22 The Acting Deputy President determined the issue by saying:
“As I have elsewhere indicated, the issue in this case was one of the extent of incapacity. The video footage obtained by the employer was, it appears to me, central to its case in saying that the worker had no incapacity. I have viewed those videotapes and am obliged to say that the activities the worker is shown performing, particularly on 14 July 2005, are quite inconsistent with his presentation to doctors at that time. He is shown bending and crouching for prolonged periods of time over a period of two hours, although he does at one stage have a break and smoke a cigarette. The videotapes depict a person with no apparent restriction or obvious display of pain. It is difficult to see that if the worker did experience discomfort from performing this activity, for which he was not paid, that he would not engage someone else to do it. I conclude that the worker’s complaints as to incapacity and pain are exaggerated and unreliable. I am satisfied on all of the evidence, however, that the worker does have an incapacity for his former work with the employer.”

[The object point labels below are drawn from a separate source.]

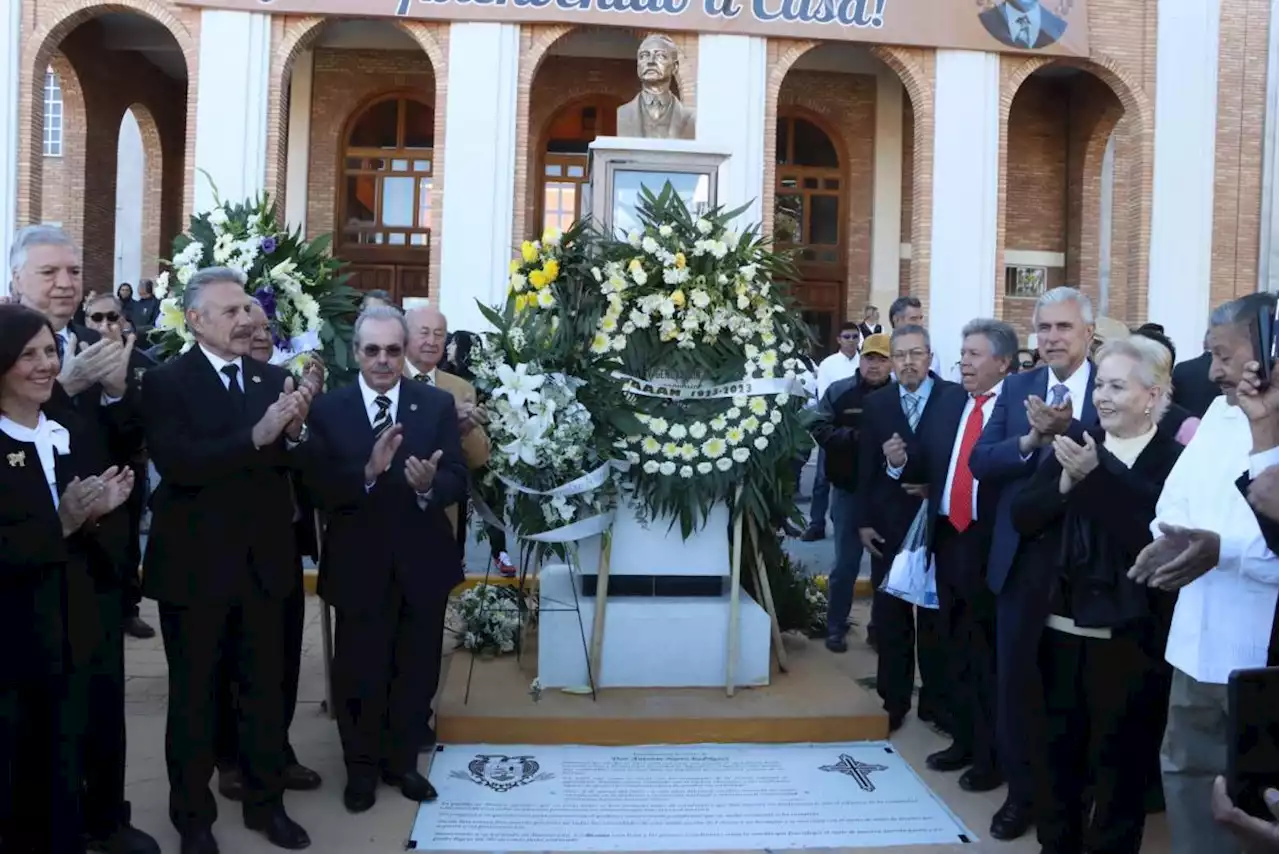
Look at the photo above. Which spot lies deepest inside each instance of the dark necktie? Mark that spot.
(383, 419)
(233, 388)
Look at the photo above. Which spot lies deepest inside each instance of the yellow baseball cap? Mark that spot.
(877, 345)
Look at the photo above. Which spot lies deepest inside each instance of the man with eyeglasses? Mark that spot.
(387, 461)
(840, 365)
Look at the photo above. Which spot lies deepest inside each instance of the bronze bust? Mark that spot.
(656, 113)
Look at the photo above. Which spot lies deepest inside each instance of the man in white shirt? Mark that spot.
(1212, 552)
(840, 365)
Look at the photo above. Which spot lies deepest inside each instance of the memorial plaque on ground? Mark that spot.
(679, 798)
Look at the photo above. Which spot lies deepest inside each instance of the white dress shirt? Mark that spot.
(1223, 620)
(987, 407)
(49, 437)
(835, 368)
(219, 364)
(1014, 16)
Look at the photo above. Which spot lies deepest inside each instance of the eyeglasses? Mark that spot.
(373, 351)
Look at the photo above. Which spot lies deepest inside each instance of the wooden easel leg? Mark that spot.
(602, 594)
(762, 579)
(735, 589)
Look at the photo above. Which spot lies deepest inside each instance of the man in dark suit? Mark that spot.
(960, 539)
(897, 423)
(1193, 389)
(1023, 23)
(1033, 407)
(389, 462)
(297, 776)
(222, 557)
(99, 382)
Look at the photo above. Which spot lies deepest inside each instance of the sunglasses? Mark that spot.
(371, 351)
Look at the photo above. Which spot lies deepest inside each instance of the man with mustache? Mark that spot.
(223, 430)
(297, 776)
(1032, 409)
(387, 464)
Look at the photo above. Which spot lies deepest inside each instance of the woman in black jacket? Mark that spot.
(1086, 514)
(53, 491)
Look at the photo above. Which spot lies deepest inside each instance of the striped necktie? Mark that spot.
(383, 419)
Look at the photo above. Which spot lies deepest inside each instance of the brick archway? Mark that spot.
(289, 37)
(1132, 122)
(914, 68)
(44, 42)
(535, 44)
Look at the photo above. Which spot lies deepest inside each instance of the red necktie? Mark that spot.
(961, 484)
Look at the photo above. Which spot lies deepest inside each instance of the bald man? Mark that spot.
(428, 332)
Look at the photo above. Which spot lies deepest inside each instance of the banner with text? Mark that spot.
(1055, 27)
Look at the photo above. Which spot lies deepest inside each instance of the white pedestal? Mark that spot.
(649, 642)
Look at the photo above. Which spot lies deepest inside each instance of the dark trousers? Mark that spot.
(39, 770)
(1020, 613)
(96, 703)
(903, 631)
(1097, 715)
(195, 639)
(228, 752)
(387, 663)
(967, 612)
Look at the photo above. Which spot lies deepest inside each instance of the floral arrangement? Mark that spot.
(297, 282)
(554, 410)
(487, 619)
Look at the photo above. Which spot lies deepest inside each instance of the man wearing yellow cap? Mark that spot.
(836, 430)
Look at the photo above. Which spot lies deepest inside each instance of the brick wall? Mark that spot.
(343, 82)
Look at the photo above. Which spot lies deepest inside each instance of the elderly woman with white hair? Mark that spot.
(1087, 514)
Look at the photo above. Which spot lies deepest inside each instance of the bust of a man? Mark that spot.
(656, 112)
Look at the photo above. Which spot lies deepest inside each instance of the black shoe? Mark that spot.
(360, 795)
(978, 779)
(950, 759)
(298, 777)
(200, 841)
(1011, 821)
(126, 839)
(138, 628)
(412, 785)
(279, 829)
(231, 784)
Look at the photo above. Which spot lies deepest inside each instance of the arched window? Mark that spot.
(384, 210)
(809, 219)
(387, 170)
(565, 160)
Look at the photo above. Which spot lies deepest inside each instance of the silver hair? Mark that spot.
(192, 295)
(32, 236)
(1152, 366)
(1002, 337)
(910, 329)
(1064, 293)
(1240, 310)
(379, 313)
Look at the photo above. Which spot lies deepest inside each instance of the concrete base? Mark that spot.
(649, 642)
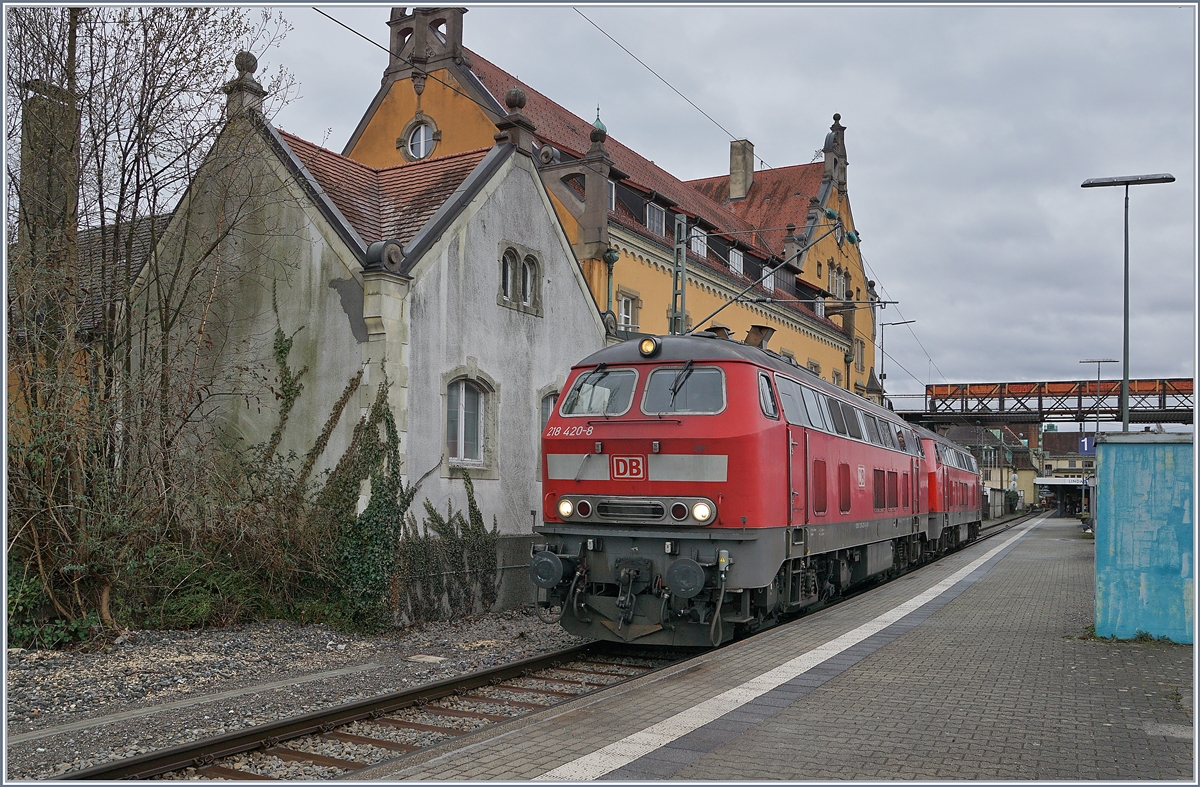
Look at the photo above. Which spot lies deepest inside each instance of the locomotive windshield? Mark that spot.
(601, 391)
(684, 390)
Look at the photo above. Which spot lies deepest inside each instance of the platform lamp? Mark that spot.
(1098, 361)
(882, 376)
(1128, 180)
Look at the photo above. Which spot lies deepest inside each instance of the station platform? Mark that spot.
(979, 666)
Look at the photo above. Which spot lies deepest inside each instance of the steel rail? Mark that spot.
(208, 750)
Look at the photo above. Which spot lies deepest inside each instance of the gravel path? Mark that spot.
(145, 670)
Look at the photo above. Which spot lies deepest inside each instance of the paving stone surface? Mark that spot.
(999, 679)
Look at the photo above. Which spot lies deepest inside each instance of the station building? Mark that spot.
(438, 98)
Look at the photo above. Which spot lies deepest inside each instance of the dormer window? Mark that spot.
(655, 218)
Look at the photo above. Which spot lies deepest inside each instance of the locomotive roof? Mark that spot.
(709, 347)
(702, 347)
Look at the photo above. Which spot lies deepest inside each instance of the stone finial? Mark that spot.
(599, 134)
(244, 92)
(515, 100)
(515, 127)
(245, 62)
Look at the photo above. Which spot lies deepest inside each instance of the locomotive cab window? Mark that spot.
(810, 400)
(767, 400)
(600, 391)
(684, 389)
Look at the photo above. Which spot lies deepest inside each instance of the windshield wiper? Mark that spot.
(681, 378)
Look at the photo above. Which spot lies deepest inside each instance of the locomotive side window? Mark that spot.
(886, 432)
(820, 502)
(684, 389)
(852, 424)
(839, 420)
(814, 407)
(792, 395)
(767, 401)
(873, 428)
(844, 487)
(600, 391)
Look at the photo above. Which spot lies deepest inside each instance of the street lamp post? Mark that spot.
(1128, 180)
(882, 376)
(1098, 361)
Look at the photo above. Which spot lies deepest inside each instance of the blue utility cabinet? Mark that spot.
(1145, 570)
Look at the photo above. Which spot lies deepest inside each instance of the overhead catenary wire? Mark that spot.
(885, 290)
(660, 78)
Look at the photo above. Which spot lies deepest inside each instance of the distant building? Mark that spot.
(438, 98)
(1005, 458)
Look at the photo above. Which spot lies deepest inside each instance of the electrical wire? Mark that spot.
(664, 80)
(885, 290)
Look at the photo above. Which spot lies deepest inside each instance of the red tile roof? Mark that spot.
(777, 198)
(390, 203)
(564, 130)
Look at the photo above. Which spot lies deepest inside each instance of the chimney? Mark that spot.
(759, 336)
(244, 92)
(49, 172)
(741, 168)
(791, 246)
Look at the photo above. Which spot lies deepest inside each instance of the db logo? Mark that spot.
(631, 468)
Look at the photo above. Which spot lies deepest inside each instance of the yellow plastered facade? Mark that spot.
(643, 269)
(462, 124)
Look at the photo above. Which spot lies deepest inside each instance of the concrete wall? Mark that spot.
(1145, 568)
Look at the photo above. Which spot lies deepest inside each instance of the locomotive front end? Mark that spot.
(651, 511)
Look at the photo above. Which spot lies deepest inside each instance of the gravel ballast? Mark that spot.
(184, 670)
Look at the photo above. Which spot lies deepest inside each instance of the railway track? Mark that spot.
(347, 738)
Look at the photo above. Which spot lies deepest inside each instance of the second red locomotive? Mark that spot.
(695, 486)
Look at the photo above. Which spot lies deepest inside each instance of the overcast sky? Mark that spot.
(969, 133)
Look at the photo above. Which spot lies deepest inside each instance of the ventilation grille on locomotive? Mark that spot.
(631, 510)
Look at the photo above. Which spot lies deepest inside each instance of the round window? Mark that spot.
(420, 140)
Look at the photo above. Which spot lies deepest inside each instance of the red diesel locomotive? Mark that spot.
(695, 486)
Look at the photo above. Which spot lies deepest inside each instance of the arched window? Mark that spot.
(465, 422)
(508, 264)
(521, 280)
(420, 140)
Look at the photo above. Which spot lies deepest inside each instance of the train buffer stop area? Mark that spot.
(981, 666)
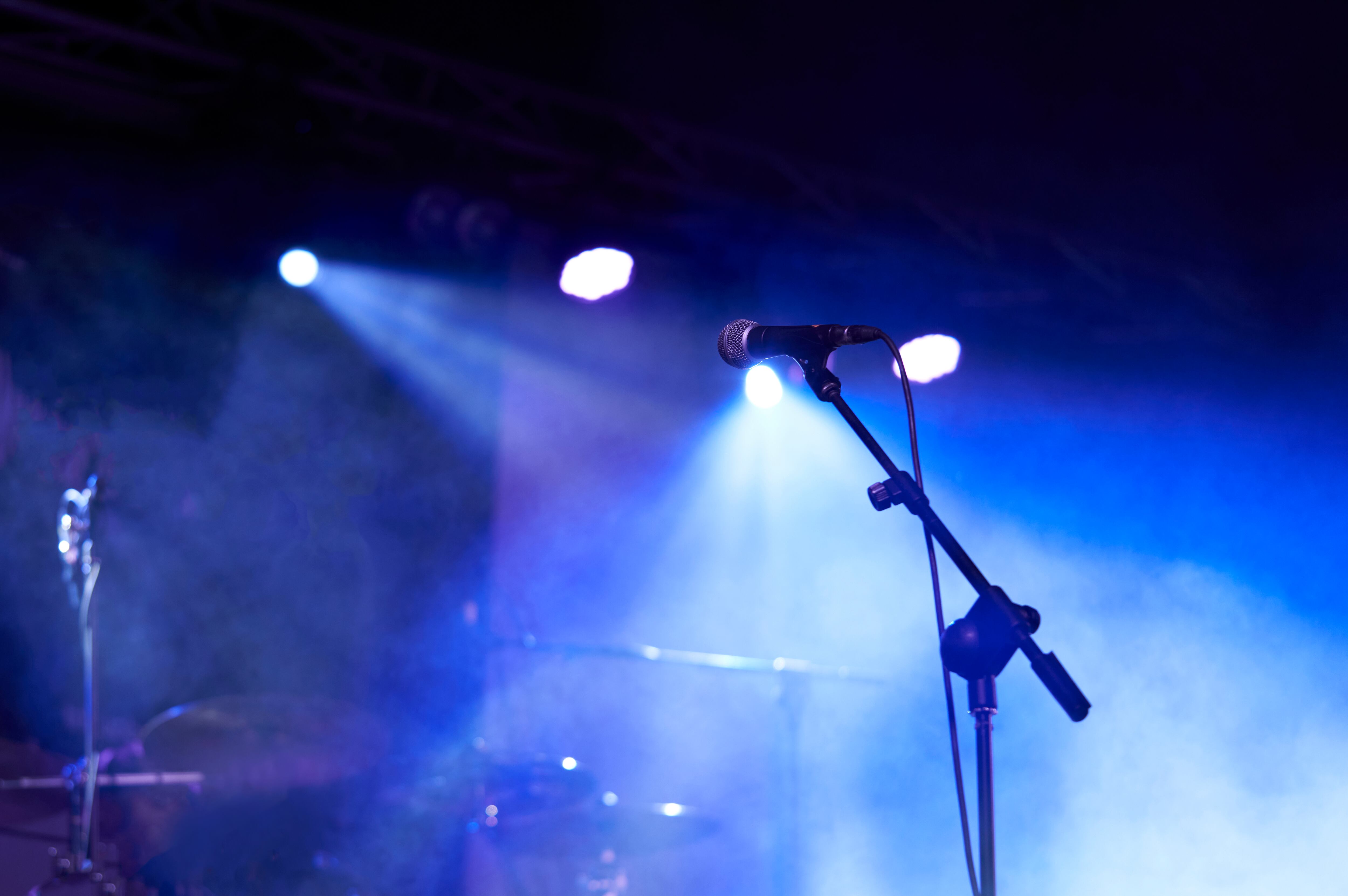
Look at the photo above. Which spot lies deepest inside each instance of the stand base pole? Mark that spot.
(983, 705)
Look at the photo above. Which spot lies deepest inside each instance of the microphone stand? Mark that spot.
(976, 647)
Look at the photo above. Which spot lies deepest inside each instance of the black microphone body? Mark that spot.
(746, 343)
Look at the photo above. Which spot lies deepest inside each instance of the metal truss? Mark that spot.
(165, 63)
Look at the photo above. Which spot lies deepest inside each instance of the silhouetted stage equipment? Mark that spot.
(265, 743)
(976, 647)
(25, 770)
(587, 833)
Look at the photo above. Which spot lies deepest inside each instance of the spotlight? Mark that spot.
(596, 273)
(929, 358)
(298, 267)
(762, 387)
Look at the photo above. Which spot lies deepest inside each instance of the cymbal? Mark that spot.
(253, 744)
(26, 760)
(521, 786)
(629, 831)
(514, 785)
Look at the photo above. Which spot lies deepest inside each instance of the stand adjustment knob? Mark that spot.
(881, 498)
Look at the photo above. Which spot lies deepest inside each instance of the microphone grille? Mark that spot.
(731, 344)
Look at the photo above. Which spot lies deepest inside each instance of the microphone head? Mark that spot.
(731, 344)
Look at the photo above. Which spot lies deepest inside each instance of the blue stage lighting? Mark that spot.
(762, 387)
(929, 358)
(298, 267)
(596, 273)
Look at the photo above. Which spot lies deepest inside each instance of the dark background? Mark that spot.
(1132, 217)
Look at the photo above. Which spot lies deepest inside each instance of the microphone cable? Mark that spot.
(940, 619)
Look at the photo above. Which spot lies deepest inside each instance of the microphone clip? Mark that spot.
(817, 374)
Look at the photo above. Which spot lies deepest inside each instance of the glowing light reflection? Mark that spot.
(298, 267)
(762, 387)
(929, 358)
(596, 273)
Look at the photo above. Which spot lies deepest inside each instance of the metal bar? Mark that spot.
(125, 779)
(696, 658)
(121, 34)
(987, 849)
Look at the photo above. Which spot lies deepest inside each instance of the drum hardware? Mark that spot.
(793, 677)
(87, 867)
(270, 743)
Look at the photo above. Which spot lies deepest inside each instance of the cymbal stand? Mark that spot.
(80, 573)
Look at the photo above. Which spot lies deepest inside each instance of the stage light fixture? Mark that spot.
(762, 387)
(298, 267)
(929, 358)
(596, 273)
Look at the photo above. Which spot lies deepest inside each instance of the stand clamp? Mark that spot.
(995, 628)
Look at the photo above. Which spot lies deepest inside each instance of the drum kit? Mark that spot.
(138, 812)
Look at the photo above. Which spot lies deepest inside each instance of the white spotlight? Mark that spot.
(298, 267)
(928, 358)
(762, 387)
(596, 273)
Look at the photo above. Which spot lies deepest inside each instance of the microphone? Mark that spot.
(746, 343)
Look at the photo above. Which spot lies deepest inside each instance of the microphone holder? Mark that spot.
(979, 646)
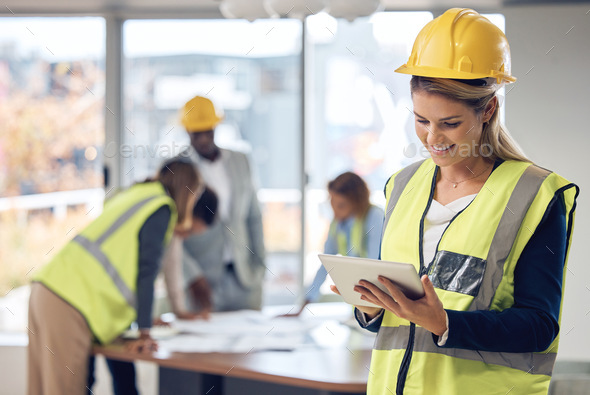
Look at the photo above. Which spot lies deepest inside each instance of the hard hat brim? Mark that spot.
(434, 72)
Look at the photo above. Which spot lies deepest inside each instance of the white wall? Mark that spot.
(548, 112)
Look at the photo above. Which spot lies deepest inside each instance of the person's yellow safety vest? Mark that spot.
(480, 247)
(357, 246)
(96, 272)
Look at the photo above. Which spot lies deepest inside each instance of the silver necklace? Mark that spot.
(455, 183)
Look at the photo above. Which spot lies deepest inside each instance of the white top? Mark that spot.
(215, 175)
(436, 221)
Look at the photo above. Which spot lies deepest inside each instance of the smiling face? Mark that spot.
(450, 130)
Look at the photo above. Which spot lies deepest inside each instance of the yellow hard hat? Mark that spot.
(198, 115)
(460, 44)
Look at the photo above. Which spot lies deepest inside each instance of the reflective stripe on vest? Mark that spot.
(96, 272)
(396, 338)
(93, 248)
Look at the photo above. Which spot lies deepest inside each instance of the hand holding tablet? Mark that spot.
(346, 272)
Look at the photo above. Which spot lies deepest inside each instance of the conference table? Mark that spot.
(333, 358)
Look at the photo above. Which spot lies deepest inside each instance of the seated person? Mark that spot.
(355, 229)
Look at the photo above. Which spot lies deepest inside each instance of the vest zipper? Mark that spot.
(405, 365)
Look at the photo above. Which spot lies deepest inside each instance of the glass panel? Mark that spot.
(251, 71)
(52, 116)
(359, 109)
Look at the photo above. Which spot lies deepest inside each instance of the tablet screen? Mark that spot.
(346, 272)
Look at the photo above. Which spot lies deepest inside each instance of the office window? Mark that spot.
(251, 71)
(359, 109)
(52, 116)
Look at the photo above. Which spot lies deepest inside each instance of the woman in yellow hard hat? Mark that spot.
(486, 228)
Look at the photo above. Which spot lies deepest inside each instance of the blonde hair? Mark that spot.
(476, 94)
(183, 183)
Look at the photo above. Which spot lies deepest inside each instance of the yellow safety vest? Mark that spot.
(480, 247)
(96, 272)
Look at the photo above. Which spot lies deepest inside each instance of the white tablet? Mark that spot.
(347, 271)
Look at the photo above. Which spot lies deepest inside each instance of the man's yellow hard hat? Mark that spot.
(460, 44)
(198, 115)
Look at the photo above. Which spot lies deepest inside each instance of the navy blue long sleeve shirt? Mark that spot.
(531, 324)
(151, 247)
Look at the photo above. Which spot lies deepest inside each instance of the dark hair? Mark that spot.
(182, 181)
(355, 189)
(206, 206)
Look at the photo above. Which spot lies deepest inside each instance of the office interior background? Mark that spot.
(90, 95)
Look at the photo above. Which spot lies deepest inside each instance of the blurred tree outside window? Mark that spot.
(52, 84)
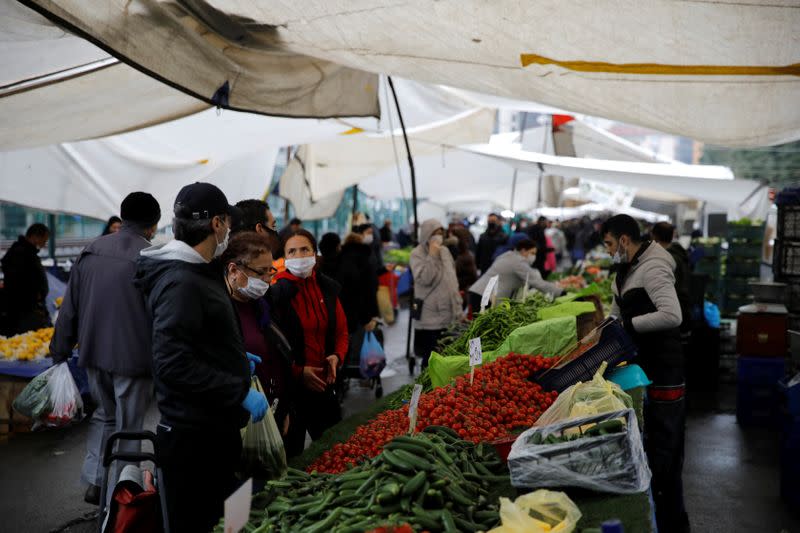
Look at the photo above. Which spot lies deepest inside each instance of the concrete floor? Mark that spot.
(730, 475)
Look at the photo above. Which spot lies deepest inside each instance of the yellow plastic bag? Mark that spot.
(586, 399)
(543, 511)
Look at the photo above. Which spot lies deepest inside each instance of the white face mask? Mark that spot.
(255, 288)
(221, 246)
(301, 266)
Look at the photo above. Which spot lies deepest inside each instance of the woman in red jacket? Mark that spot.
(307, 309)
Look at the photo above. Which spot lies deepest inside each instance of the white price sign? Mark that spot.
(412, 407)
(488, 291)
(237, 507)
(475, 352)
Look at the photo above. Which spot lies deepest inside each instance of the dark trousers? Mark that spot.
(425, 341)
(314, 413)
(199, 469)
(664, 434)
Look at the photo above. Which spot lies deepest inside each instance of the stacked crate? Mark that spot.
(743, 265)
(786, 254)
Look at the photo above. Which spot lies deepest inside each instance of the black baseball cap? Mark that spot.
(202, 201)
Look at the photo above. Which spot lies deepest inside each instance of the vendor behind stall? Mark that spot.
(25, 282)
(645, 299)
(514, 269)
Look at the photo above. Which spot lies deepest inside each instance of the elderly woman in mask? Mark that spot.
(437, 301)
(307, 308)
(248, 273)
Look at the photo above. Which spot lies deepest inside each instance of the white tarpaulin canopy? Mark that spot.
(662, 64)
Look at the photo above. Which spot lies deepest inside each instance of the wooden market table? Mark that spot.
(634, 510)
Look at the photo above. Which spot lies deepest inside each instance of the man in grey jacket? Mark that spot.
(514, 269)
(104, 313)
(646, 300)
(435, 286)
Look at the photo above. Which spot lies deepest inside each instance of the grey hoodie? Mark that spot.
(435, 282)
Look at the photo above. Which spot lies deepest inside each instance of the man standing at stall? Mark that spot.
(645, 299)
(25, 281)
(200, 370)
(105, 313)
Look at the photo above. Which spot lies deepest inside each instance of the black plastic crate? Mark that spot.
(789, 222)
(786, 259)
(613, 346)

23 In the context of the Acting Deputy President's reasons as a whole, it is apparent, as I have already mentioned, that having referred to all the relevant evidence and the different opinions given and having himself seen the video, he made up his own mind as to incapacity, which indeed was his duty. In the course of his reasons, he explained why he accepted neither Mr Marriott's contentions as to the degree of incapacity, nor the Council’s evidence that there was no incapacity. He concluded that some incapacity remained. The inference is that he accepted the evidence (that he had recounted) that supported a finding of a limited loss of capacity.
24 I accept, as was submitted this morning, that, by reason of the video, the Council's doctors discounted much of the reasoning and findings on which Mr Marriott's doctors based their evidence, and Mr Marriott's doctors did not see the video. This was a particularly forceful point to make at trial in arguing that the evidence of Mr Marriott’s doctors should be rejected. On appeal, however, the point has no cogency as it does not give rise to an error of law.
25 I have drawn attention to the evidence (that the Acting Deputy President expressly noted) of organic degeneration in Mr Marriott's condition. In my view it is obvious from the Acting Deputy President’s reasons that he relied on this evidence for his finding that there was some degree of loss of capacity.
26 The Acting Deputy President gave, in my view, appropriate reasons for arriving at the particular amount of compensation that he determined.
27 Overall, it is apparent from the reasons as a whole why it is that the Acting Deputy President decided as he did.
28 In the circumstances I would dismiss the appeal with costs.
29 BEAZLEY JA: I agree with Ipp JA.
30 HANDLEY AJA: I agree with Ipp JA.
31 BEAZLEY JA: The final order of the Court is the appeal is dismissed with costs.